Monday, November 15, 2010

Prompt 3

Prompt: 3) Choose one circle that Dante visits in Upper Hell and carefully analyze how the punishment of the sinners embodies the law of contrapasso. To develop this topic to the proper degree, you will need to very closely analyze specific language and imagery utilized in this circle. Make sure to consider the description of the circle itself, the way the sin is described, and the way the punishment is described. What does Dante seem to be asserting about this sin specifically through the punishment he chooses?
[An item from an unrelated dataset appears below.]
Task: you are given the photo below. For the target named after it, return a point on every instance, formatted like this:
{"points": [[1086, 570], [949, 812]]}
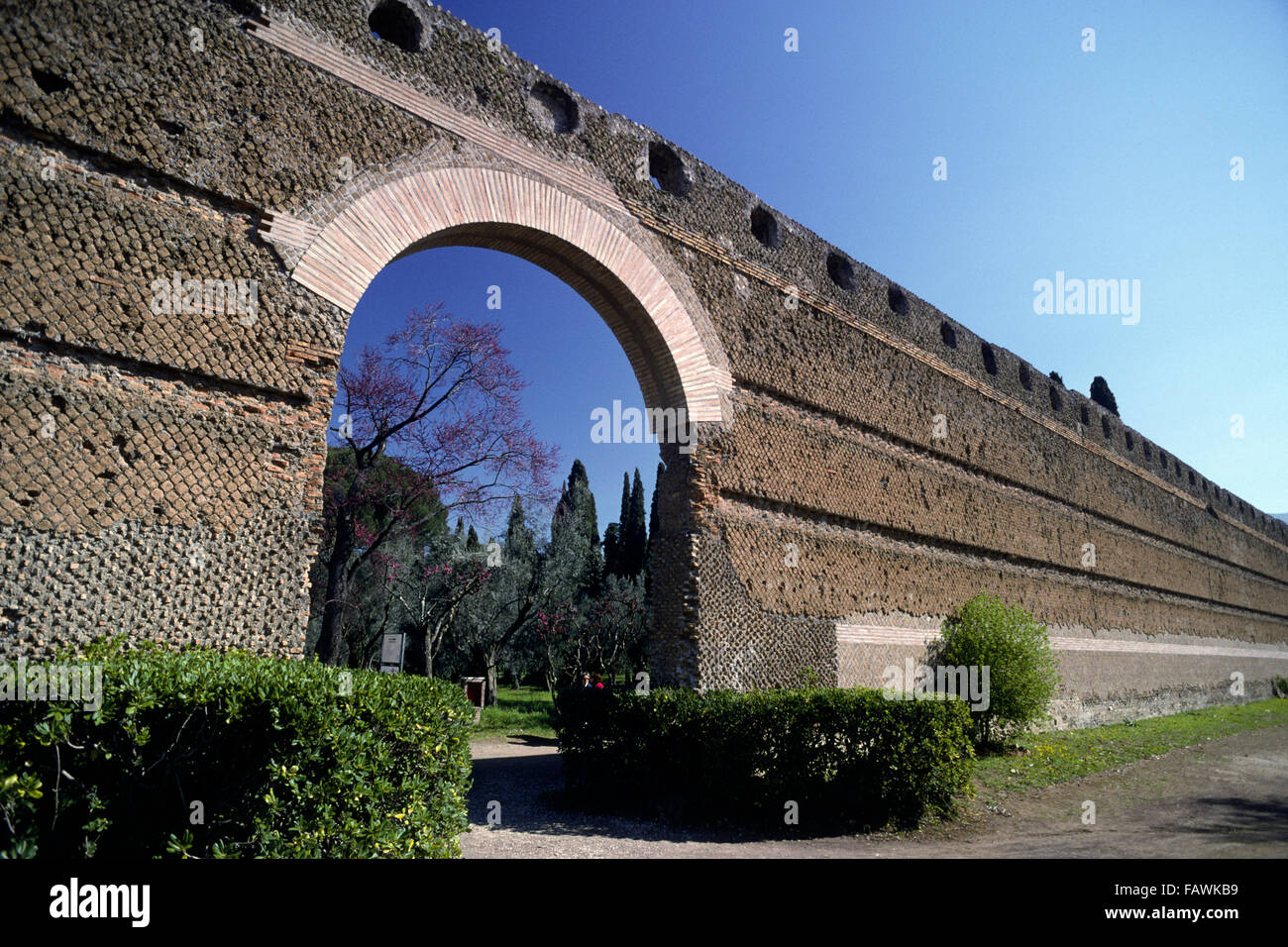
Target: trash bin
{"points": [[476, 692]]}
The laws of contrapasso means that the punishment of the souls reflects the sin that they committed. All of Dante's circles of Hell follow this law. As Dante travels down into the third circle he finds a new set of sinners with a new set of punishments. He sees the perpetual frozen rain pouring down. Dante finds himself in the middle of putrid slush, hail, and black snow that met the dirty water and slush below. The souls live in this dirty world. Cerberus, the ravenging, three-headed beast, lives in this circle. He barks furiously, like a dog, and he bites and claws at the souls who are within his reach.  In life these sinners were excessively greedy in their eating and drinking. Now in death they must be treated as if they were the food for the monster Cerberus. Dante describes, " Then, as sharp set with hunger barks the hound, but is appeased when at his meat he gnaws (41)." Cerberus is hungry every day and yearns for meat and food, never stopping, like how these souls always wanted more and more and over-indulged. The next punishment consisted of "large hail and turbid water, mixed with snow, keep pouring down athwart the murky air (40)." This punishment is quiet the opposite to the feelings that they got in life from food. Food and drink created a warm feeling during life so now they must live in the freezing weather. The image of snow is thought of as white, pure, and clean. It is continuously falling from the sky. In life the sinners were not bad people but their love for food and drink dragged them down, falling like snow. Starting out so pure they were dragged down and they land in Hell, or the dirty slush that the snow lands in. The hail is constant and painful so that they can never ignore it. In life when they found themselves in a time of trouble food and drink were ways of escaping them and now in death the hail, their ignored troubles, can never be ignored.